Homework 2
In this homework, we will train a convolutional network to classify images from SuperTuxKart.
This assignment should be solved individually. No collaboration, sharing of solutions, or exchange of models is allowed. Please, do not directly copy existing code from anywhere other than your previous solutions, or the previous master solution. We will check assignments for duplicates. See below for more details.
Starter code and dataset
The starter code for this assignment can be found here. The starter code contains several useful scripts:
bundle.py
will zip up your homework, ready for submission. Only submit zip files created by this bundling scriptgrader
locally grades your submission, works with both zip files and your homework directory.
The starter code also contains a data
directory where you’ll copy (or symlink) the SuperTuxKart classification dataset.
Unzip the data directly into the homework folder, replacing the existing data directory completely.
Make sure you see the following directories and files inside your main directory
homework
grader
bundle.py
data
data/train
data/valid
You will run all scripts from inside this main directory.
CNN Model (10pts)
Implement the CNNClassifier
in models.py
.
Similar to homework 1, your model should return a (B,6)
torch.Tensor
which represents the logits of the classes.
Use convolutions this time.
Use python3 -m grader homework -v
to grade the first part.
Relevant Operations
- torch.nn.Conv2d
- and all previous
Logging (30pts)
In this part, we learn how to use tensorboard
.
We created a dummy training procedure in logging.py
, and provided you with two tb.SummaryWriter
as logging utilities.
Use those summary writers to log the training loss at every iteration, the training accuracy at each epoch and the validation accuracy at each epoch.
Log everything in global training steps.
Here is a simple example of how to use the SummaryWriter
.
import torch.utils.tensorboard as tb
logger = tb.SummaryWriter('cnn')
logger.add_scalar('train/loss', t_loss, 0)
In logging.py
, you should not create your own SummaryWriter
, but rather use the one provided.
You can test your logger by calling python3 -m homework.acc_logging log
, where log
is your favorite directory.
Then start up tensorboard: tensoboard --logdir log
.
Use python3 -m grader homework -v
to grade the logging.
Relevant Operations
- torch.utils.tensorboard.SummaryWriter
- torch.utils.tensorboard.SummaryWriter.add_scalar
- and all previous
Training your CNN model (60pts)
Train your model and save it as cnn.th
.
You can reuse some of the training functionality in train.py
from homework 1.
We highly recommend you incorporate the logging functionality from section 2 into your training routine.
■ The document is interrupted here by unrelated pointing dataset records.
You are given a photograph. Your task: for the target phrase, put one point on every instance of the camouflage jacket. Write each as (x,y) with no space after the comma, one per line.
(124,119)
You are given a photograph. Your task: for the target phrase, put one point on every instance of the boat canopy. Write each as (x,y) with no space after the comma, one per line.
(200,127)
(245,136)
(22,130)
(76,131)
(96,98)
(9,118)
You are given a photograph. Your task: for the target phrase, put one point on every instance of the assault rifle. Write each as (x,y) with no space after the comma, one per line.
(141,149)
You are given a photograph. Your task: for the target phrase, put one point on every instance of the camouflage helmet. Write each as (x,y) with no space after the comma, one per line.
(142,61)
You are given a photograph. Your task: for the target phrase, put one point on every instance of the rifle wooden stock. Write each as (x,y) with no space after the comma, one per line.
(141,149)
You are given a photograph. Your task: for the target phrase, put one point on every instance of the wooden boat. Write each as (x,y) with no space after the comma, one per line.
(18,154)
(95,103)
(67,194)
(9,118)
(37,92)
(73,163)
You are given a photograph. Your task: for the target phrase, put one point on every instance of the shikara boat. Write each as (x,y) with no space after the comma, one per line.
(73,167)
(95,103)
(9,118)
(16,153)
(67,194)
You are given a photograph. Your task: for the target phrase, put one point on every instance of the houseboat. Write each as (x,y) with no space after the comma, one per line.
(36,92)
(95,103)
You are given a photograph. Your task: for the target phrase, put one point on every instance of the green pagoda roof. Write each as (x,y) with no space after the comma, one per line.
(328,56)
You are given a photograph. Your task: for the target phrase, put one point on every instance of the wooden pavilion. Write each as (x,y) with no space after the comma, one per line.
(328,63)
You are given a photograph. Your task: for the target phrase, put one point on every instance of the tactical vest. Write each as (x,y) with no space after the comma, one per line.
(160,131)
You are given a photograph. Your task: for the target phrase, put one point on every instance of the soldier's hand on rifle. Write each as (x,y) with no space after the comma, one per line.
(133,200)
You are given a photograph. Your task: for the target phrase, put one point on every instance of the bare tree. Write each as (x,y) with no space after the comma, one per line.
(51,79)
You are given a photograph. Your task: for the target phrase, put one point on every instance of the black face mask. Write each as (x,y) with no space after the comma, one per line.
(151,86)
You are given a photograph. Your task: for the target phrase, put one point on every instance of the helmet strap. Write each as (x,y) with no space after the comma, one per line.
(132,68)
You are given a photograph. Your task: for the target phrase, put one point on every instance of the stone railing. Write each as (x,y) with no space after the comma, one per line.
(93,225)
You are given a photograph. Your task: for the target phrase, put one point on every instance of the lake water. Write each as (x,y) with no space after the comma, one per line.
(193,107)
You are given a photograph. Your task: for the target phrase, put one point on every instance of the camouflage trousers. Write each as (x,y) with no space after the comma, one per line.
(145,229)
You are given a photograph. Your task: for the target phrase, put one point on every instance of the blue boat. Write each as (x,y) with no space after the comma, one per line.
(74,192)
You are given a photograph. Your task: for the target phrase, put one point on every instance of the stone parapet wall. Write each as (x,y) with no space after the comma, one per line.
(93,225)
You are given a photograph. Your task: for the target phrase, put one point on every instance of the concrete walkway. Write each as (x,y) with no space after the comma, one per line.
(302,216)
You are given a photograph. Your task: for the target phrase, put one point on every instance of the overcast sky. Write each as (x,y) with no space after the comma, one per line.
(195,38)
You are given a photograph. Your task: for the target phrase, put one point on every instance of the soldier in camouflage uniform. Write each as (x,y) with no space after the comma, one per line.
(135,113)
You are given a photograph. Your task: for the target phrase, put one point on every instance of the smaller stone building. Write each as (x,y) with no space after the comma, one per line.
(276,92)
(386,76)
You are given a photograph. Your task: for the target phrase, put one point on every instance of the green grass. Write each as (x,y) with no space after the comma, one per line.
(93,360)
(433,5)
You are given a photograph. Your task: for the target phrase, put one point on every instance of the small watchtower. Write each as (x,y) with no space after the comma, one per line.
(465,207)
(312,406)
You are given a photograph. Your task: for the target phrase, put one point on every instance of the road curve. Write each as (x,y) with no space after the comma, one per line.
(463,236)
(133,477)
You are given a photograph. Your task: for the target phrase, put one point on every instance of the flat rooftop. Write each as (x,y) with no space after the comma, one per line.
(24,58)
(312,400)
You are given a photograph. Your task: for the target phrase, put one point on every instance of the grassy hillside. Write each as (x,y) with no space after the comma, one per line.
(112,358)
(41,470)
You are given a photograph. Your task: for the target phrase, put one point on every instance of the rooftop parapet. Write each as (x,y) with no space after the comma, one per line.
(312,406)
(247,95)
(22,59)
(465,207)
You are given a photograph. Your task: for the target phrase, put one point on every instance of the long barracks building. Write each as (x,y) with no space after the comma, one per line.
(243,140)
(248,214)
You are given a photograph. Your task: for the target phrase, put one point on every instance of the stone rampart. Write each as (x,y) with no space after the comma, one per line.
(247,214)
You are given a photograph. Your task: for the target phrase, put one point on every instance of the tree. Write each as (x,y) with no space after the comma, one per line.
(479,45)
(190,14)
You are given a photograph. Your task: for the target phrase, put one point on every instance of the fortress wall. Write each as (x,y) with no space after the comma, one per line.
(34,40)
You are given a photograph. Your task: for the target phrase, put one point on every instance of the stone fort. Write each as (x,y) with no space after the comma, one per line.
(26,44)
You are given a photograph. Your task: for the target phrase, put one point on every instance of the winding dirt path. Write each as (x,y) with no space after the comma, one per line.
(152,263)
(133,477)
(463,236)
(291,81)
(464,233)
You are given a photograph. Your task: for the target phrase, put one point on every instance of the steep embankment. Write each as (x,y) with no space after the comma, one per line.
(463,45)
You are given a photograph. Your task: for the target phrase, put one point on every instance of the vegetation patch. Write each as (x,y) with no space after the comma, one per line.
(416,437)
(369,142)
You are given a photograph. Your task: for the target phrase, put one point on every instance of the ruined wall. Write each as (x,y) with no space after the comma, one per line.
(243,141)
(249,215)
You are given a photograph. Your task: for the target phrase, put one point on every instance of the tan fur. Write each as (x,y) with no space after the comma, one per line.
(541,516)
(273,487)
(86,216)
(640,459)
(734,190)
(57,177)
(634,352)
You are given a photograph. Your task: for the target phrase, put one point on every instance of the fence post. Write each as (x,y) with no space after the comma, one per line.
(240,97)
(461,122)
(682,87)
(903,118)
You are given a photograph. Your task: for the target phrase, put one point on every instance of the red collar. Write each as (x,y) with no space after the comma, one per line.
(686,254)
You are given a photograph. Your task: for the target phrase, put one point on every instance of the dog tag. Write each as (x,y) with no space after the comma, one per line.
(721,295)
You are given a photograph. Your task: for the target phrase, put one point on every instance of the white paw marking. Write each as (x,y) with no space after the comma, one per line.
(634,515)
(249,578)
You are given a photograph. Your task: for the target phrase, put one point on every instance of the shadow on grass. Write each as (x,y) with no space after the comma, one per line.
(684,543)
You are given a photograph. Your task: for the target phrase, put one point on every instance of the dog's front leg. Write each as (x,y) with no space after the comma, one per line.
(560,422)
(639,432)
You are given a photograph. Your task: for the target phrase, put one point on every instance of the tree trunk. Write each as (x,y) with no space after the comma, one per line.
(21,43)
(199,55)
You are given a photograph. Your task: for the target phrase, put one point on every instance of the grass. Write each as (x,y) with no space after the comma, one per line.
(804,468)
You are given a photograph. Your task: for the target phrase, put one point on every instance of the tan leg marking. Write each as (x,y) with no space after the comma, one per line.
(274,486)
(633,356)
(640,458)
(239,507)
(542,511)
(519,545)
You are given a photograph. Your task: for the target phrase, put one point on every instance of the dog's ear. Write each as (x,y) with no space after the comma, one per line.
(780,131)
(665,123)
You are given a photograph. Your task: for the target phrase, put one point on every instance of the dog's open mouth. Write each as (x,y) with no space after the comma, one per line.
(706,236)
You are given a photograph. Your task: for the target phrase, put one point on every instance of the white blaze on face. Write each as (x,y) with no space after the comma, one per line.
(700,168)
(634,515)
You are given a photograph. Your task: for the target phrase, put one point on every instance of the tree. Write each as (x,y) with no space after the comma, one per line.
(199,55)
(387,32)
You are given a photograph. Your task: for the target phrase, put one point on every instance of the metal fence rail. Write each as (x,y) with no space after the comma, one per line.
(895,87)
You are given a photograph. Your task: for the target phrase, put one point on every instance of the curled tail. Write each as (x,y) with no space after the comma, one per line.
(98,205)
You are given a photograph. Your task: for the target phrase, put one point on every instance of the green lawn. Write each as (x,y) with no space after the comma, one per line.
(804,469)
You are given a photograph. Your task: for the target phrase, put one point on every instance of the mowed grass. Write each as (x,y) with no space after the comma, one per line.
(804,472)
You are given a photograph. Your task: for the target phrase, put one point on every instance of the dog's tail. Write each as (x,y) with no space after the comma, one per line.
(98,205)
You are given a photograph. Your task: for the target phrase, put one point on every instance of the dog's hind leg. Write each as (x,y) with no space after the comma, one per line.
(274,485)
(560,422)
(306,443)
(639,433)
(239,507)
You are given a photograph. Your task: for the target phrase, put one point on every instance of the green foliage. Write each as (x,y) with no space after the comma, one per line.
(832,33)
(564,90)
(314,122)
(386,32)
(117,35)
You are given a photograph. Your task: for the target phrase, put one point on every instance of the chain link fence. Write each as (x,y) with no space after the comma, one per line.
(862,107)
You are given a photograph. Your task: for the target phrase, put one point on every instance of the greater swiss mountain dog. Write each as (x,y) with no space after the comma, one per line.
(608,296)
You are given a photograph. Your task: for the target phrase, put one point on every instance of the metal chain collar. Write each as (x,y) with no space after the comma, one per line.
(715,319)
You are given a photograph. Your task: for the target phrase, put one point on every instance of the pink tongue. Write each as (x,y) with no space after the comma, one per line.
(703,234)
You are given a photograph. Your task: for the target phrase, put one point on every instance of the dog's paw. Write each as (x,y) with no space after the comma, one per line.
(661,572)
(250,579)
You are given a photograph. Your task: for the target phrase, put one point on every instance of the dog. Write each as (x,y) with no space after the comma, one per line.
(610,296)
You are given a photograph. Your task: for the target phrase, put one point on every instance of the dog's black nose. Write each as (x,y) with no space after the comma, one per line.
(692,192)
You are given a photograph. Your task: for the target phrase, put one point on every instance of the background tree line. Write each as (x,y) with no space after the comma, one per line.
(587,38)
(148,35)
Once you trained your model, you can optionally visualize your model’s prediction using python3 -m homework.viz_prediction [DATASET_PATH]
.
After implementing everything, you can use python3 -m grader homework
to test your solutions against the validation grader locally.
Your model should achieve a 0.85 test accuracy to receive full points.
Note that we will use a testing dataset to grade the accuracy part of your model, so your local grades are not guaranteed to be your actual grades. (Don’t overfit!)
Note
If you are normalizing the images, please do it in your models.py
not in your dataset file, because our online grader will not perform the normalization in dataset.
Relevant Operations
- torch.nn.CrossEntropyLoss
- and all previous
Grading
The test grader we provide
python3 -m grader homework -v
will run a subset of test cases we use during the actual testing. The point distributions will be the same, but we will use additional test cases. More importantly, we evaluate your model on the test set. The performance on the test grader may vary. Try not to overfit to the validation set too much.
Submission
Once you finished the assignment, create a submission bundle using
python3 bundle.py homework [YOUR UT ID]
and submit the zip file on canvas. Please note that the maximum file size our grader accepts is 20MB. Please keep your model compact. Please double-check that your zip file was properly created, by grading it again
python3 -m grader [YOUR UT ID].zip
Online grader
We will use an automated grader through canvas to grade all your submissions. There is a soft limit of 5 submisisons per assignment. Please contact the course staff before going over this limit, otherwise your submission might be counted as invalid.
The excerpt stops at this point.